This story has to be told just the way it is.
The scene opens with me getting fired from my job in San Francisco after a heart-wrenching year apart from my wife and kids. I return home to a depressing, dead-beat town where the wind blows life sideways, often punctuated by cold pellets of rain.
I am unemployed and in really bad shape, and so are the people I love. My wife and I take the time to fight about every little niggling detail—from the compost pile in the yard to the correct time of day to start drinking. It’s fucking ridiculous, and sad.
I don’t know what’s going on. It gets so bad at times I can’t even move my body. I can’t even remember how it feels to be baseline normal, to wake up and feel like there’s some sort of purpose to living.
Friends and colleagues call and I don’t respond. The world jumps out at us and I don’t even shrug. This is not the way it’s supposed to be, but it is the way things really are.
The sickening thing about writing like this is that I want to express these feelings on my public blog, but I can’t. I have to put on a charade to appease the corporate world, the marketing world. Nobody wants to hear these problems when they’re trying to sanitize their life.
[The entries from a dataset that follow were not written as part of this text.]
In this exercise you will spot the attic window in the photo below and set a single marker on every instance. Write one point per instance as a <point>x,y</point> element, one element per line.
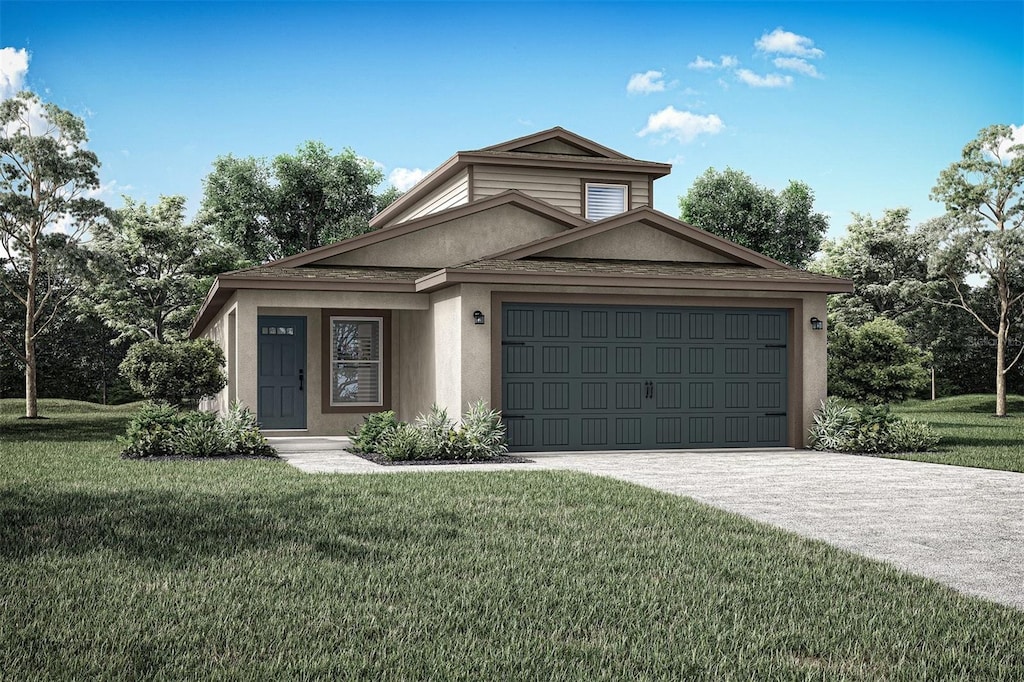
<point>604,200</point>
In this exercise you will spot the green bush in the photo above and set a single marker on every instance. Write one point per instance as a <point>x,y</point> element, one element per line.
<point>200,434</point>
<point>180,374</point>
<point>161,430</point>
<point>151,430</point>
<point>482,432</point>
<point>875,364</point>
<point>873,429</point>
<point>243,434</point>
<point>368,438</point>
<point>404,442</point>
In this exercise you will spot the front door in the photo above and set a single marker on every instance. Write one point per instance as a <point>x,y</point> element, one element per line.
<point>282,380</point>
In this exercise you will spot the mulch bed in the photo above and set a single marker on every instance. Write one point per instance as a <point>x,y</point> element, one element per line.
<point>384,462</point>
<point>178,458</point>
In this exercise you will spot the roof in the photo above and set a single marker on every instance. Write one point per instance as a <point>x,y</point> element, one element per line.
<point>505,154</point>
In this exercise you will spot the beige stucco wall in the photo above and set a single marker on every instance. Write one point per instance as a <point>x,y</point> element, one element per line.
<point>440,356</point>
<point>455,242</point>
<point>637,242</point>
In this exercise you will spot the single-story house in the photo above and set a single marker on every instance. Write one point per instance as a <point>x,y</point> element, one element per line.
<point>534,274</point>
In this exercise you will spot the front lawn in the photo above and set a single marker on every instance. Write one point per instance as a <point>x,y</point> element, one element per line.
<point>972,436</point>
<point>114,568</point>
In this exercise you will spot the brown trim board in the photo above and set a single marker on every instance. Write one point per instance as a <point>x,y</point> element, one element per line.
<point>387,360</point>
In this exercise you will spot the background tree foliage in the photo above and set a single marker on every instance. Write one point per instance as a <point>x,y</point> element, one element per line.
<point>46,176</point>
<point>982,237</point>
<point>781,225</point>
<point>153,269</point>
<point>292,203</point>
<point>873,363</point>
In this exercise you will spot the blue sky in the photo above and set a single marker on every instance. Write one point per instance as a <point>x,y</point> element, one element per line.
<point>864,101</point>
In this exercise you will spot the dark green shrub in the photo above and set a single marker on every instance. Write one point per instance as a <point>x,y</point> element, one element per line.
<point>481,433</point>
<point>151,430</point>
<point>404,442</point>
<point>243,434</point>
<point>875,364</point>
<point>843,428</point>
<point>200,434</point>
<point>180,374</point>
<point>375,427</point>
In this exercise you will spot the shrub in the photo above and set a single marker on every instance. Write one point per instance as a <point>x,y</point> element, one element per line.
<point>872,429</point>
<point>200,434</point>
<point>161,430</point>
<point>875,364</point>
<point>242,430</point>
<point>482,432</point>
<point>180,374</point>
<point>371,434</point>
<point>403,442</point>
<point>151,430</point>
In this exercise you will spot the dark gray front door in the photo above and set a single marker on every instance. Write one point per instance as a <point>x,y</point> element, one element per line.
<point>581,377</point>
<point>282,381</point>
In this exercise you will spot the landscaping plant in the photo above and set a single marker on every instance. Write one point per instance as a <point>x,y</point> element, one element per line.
<point>872,429</point>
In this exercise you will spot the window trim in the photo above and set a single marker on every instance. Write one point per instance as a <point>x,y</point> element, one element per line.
<point>585,184</point>
<point>327,360</point>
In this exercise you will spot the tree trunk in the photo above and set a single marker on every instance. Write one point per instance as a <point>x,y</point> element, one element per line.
<point>31,398</point>
<point>1000,369</point>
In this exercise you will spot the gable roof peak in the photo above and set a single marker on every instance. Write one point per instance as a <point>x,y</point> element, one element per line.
<point>557,134</point>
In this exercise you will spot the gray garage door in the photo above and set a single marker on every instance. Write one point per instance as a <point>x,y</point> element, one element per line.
<point>584,377</point>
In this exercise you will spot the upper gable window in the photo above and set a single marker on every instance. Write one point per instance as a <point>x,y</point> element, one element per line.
<point>604,200</point>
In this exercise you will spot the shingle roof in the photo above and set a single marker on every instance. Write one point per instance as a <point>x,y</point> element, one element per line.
<point>331,273</point>
<point>646,268</point>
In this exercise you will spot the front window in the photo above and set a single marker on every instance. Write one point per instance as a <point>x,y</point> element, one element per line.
<point>355,361</point>
<point>604,201</point>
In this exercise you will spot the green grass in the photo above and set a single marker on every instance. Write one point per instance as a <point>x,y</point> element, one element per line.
<point>972,436</point>
<point>114,568</point>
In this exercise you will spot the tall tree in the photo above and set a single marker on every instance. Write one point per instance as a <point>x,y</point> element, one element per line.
<point>293,203</point>
<point>46,177</point>
<point>153,269</point>
<point>781,225</point>
<point>983,194</point>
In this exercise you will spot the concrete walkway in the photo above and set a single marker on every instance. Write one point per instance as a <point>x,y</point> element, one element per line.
<point>961,526</point>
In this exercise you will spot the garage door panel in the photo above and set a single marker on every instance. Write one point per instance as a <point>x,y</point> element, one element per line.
<point>578,377</point>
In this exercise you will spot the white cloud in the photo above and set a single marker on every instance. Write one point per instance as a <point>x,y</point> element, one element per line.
<point>797,65</point>
<point>768,81</point>
<point>682,126</point>
<point>13,68</point>
<point>726,61</point>
<point>784,42</point>
<point>645,83</point>
<point>404,178</point>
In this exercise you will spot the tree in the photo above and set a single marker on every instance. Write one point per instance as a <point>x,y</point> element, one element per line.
<point>983,194</point>
<point>293,203</point>
<point>46,176</point>
<point>780,225</point>
<point>153,269</point>
<point>180,374</point>
<point>875,364</point>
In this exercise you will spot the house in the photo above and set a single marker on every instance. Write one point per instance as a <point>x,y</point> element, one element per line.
<point>534,274</point>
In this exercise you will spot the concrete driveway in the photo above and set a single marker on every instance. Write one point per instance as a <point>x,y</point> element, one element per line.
<point>961,526</point>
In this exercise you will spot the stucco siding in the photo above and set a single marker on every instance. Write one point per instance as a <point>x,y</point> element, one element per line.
<point>452,194</point>
<point>637,242</point>
<point>455,242</point>
<point>556,186</point>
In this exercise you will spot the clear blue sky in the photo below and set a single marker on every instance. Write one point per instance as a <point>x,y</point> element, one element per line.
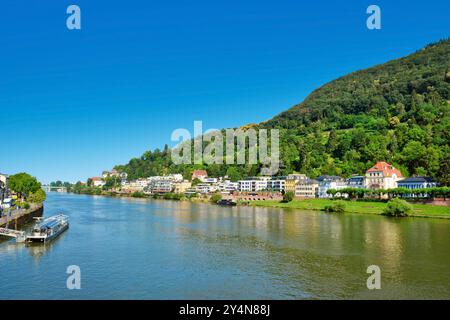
<point>73,103</point>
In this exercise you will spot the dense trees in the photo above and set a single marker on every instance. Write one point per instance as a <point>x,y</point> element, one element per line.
<point>397,112</point>
<point>24,185</point>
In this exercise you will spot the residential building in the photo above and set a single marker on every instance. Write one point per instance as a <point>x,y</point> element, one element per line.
<point>161,186</point>
<point>205,188</point>
<point>355,182</point>
<point>416,182</point>
<point>330,182</point>
<point>97,182</point>
<point>181,186</point>
<point>292,180</point>
<point>253,184</point>
<point>307,188</point>
<point>200,175</point>
<point>210,180</point>
<point>228,186</point>
<point>277,184</point>
<point>382,176</point>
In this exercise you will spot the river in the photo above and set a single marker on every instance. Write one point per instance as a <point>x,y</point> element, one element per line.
<point>157,249</point>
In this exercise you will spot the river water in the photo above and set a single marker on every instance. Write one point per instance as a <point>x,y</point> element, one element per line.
<point>157,249</point>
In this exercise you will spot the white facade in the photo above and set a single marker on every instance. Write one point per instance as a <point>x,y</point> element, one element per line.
<point>228,186</point>
<point>330,182</point>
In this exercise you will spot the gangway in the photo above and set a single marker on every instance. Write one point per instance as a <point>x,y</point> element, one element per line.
<point>19,235</point>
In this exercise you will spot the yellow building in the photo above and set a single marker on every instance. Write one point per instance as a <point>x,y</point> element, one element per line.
<point>292,181</point>
<point>307,188</point>
<point>181,187</point>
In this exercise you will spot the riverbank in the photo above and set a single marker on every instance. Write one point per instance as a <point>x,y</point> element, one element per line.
<point>22,216</point>
<point>360,207</point>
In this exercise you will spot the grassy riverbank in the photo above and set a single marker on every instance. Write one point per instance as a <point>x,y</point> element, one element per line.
<point>363,207</point>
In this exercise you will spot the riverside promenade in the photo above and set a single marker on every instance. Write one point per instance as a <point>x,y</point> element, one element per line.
<point>16,218</point>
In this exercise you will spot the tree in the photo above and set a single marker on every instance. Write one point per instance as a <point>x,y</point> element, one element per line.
<point>288,196</point>
<point>215,198</point>
<point>37,197</point>
<point>397,208</point>
<point>23,184</point>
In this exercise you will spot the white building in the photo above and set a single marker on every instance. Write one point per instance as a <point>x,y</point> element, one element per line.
<point>97,182</point>
<point>330,182</point>
<point>277,184</point>
<point>205,188</point>
<point>228,186</point>
<point>253,184</point>
<point>382,176</point>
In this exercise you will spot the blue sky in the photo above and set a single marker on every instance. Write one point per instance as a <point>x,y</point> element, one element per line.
<point>73,103</point>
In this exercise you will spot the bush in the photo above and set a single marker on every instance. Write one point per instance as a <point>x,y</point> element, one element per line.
<point>37,197</point>
<point>173,196</point>
<point>23,205</point>
<point>288,197</point>
<point>337,207</point>
<point>397,208</point>
<point>215,198</point>
<point>137,194</point>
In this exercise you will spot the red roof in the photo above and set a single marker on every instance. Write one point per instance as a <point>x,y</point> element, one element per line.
<point>387,169</point>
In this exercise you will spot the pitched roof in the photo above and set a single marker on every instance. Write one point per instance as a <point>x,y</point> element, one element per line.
<point>200,172</point>
<point>416,179</point>
<point>387,169</point>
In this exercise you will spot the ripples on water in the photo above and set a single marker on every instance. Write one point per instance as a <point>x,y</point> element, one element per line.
<point>144,249</point>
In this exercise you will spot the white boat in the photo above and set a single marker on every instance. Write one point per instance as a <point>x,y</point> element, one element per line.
<point>49,229</point>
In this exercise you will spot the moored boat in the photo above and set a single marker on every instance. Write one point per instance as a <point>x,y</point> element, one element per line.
<point>49,229</point>
<point>226,202</point>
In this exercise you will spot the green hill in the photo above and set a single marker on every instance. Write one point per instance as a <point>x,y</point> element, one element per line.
<point>396,112</point>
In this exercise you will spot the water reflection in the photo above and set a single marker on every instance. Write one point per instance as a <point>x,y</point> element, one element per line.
<point>137,248</point>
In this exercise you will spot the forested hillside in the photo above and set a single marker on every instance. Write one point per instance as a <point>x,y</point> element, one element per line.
<point>397,112</point>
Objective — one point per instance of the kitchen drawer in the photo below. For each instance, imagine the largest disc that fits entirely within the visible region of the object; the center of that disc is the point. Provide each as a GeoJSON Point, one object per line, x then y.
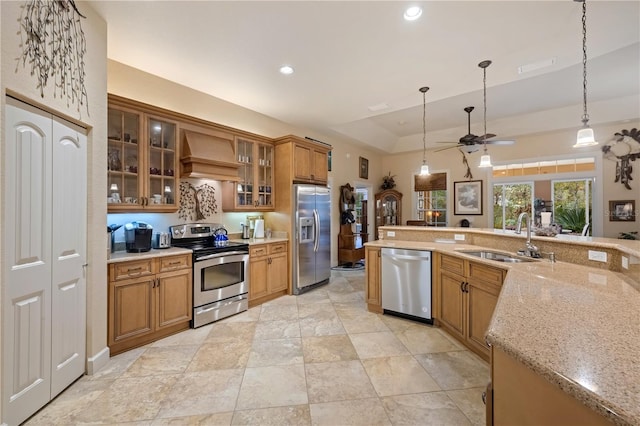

Yet if I don’t write, I will die and I’ll bring the whole ship down. Watership down. Yet it feels good to do a little stream of consciousness like this—gets the gnats out and the words flowing. It’s so pure and un-marketing like. It’s the kind of writing I buried alive years ago, when I decided that I had to join cabal of copy and marketing and sales and corporations—the art-killers, the money holders of the world. The so-called movers and shakers.